I get your point, function definition is not as flexible as in Julia. But there’s also no need (for me). And I do exploratory coding every day.
Right. There are workarounds for Multiline lambdas but that’s indeed not a strength of ML. Local functions are sufficient usually. If I need the function to be called from other scripts or REPL, I select the local function and click refactor to new file.
In a different thread maybe? I’d be really interested.
That’s nice, actually. Thanks. I definitely tried this, not that long ago, and it didn’t work. I also read the release notes for every new release, so I don’t know how I missed this.
Still, I don’t want to create a named file just to try out a small throwaway function.
Oh, I have many complaints. Maybe I can dig up one of the old threads later.
No profanity please! I understand that’s how people often speak conversationally in small groups, but this is a widely read list. Can I request you to edit your response to avoid the F word?
Then my initial post “hit” the wrong guy I know too many people that state “this tool is much worse than this and that” without keeping themselves up to date. Which is kind of natural I guess.
Happy I could help a bit
Yeah I understand that.
Of course, apologizes. It was not meant to be aggressive or whatever. Edited it.
Could you expand on that ? What kind of pipelines, and what sort of data ?
Hi, happy to expound.
For example, a task of simple tabular reports summarizing orders data over the year. My weekly analysis product needs to be reusable, so my transforms will be pipelines that land intermediate data sets to S3.
My preference is to stay in Julia as much as possible, from extract to finished output which is several tabular dataframes that are readable for business team.
The company is big, data is big. A year of orders is appx 30TB in compressed parquet files, partitioned by region, order_date, and product_line. My interest area is one region and certain product lines, so my first task is filtering my working dataset down before applying complicated transformations that serve my data consumer’s interests.
In spark, this step is simple (lets assume my team has already established the best spark configurations and I can spin up enough EMR instances to handle this step in a reasonable time):
// provide dataset root, spark will push partition filters down ahead of reading to memory
val df = spark.read.format("parquet").load("s3://our_datalake/orders_dataset/")
.select($"order_date", $"region", $"product_line", $"col_1", $"col_2", $"col_etc")
.filter($"region" == 1)
.filter($"product_line" == 22 || $"product_line" == 40 || $"product_line" == 121)
.filter($"order_date" >= to_date("2022-01-01"))
.filter( /* additional product filters */)
// now write our slimmed down to be accessible for detailed transforms
This first step is my main hurdle in julia. The current state of Julia parquet compatible packages dont support easy read/write operations with partitions. I have to first write julia code to walk the file structure and discover all the ‘*.parquet’ files and eliminate objects with prefixes that don’t contain my predicate filters.

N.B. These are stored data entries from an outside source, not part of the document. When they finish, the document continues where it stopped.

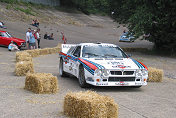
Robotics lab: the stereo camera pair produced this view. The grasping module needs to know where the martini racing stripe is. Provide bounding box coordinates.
[132,59,145,69]
[84,59,105,69]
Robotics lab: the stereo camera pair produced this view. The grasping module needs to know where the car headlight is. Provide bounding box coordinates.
[102,69,110,76]
[142,69,148,76]
[95,69,101,76]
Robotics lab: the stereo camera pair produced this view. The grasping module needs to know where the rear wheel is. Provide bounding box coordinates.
[59,58,66,77]
[78,66,87,88]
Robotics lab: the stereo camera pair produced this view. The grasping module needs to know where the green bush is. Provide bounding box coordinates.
[0,0,18,4]
[15,7,35,16]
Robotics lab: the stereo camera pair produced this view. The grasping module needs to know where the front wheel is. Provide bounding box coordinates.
[59,58,66,77]
[78,66,87,88]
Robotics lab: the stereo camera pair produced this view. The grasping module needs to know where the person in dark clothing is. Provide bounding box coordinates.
[44,32,48,39]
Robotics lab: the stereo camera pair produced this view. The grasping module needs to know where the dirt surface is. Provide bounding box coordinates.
[0,4,176,118]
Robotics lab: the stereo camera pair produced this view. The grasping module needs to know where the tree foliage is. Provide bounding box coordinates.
[61,0,176,52]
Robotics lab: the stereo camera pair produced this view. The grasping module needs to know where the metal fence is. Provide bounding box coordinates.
[20,0,60,6]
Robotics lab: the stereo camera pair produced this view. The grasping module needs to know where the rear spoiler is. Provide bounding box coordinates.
[61,44,76,53]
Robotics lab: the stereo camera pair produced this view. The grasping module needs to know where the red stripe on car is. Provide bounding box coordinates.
[79,58,97,70]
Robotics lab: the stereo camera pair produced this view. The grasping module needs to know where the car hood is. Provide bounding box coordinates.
[11,37,25,43]
[86,58,139,69]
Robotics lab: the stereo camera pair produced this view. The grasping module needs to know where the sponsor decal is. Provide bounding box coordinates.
[110,62,131,69]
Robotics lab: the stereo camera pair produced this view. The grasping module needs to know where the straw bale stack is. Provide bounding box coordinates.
[148,67,164,82]
[15,61,34,76]
[64,91,118,118]
[16,51,32,62]
[26,49,40,57]
[25,73,58,94]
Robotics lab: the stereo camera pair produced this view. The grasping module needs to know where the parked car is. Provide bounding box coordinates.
[59,43,148,87]
[0,30,26,48]
[119,32,135,42]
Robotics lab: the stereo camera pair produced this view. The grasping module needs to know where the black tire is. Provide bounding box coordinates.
[59,58,66,77]
[78,66,88,88]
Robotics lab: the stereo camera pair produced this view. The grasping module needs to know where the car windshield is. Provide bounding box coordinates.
[82,45,127,58]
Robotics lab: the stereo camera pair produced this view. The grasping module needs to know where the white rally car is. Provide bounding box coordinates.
[59,43,148,87]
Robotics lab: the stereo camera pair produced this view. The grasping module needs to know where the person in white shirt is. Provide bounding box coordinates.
[26,28,31,49]
[35,28,40,48]
[8,41,20,51]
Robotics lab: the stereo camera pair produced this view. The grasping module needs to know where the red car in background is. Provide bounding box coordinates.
[0,30,26,48]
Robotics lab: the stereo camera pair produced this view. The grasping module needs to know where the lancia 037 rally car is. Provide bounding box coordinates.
[59,43,148,87]
[0,30,26,48]
[119,32,135,42]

So step one is building the list of files to read before passing it to my parquet reader in julia.
Similar effort is required on the write end of this filtering operation.
Recall that partitioned datasets on disk look like:
# and etc...
(Yes, I would like to publish a julia package that abstracts this away as in the spark API, I just haven’t had time.)
The first filtering/write operation gets transitioned to a daily job that reads the previous day’s orders and writes the filtered set to my working dataset.
Now I can start using Julia, but to be clear I want to get rid of the previous spark step and work in julia end-to-end.
At this point my dataset on s3 is ready to be read into memory as Julia dataframes, and I can happily make all the transformations that fulfill my request. I still have to manage the file list on read, but its easier now that I’m reading every file and not filtering.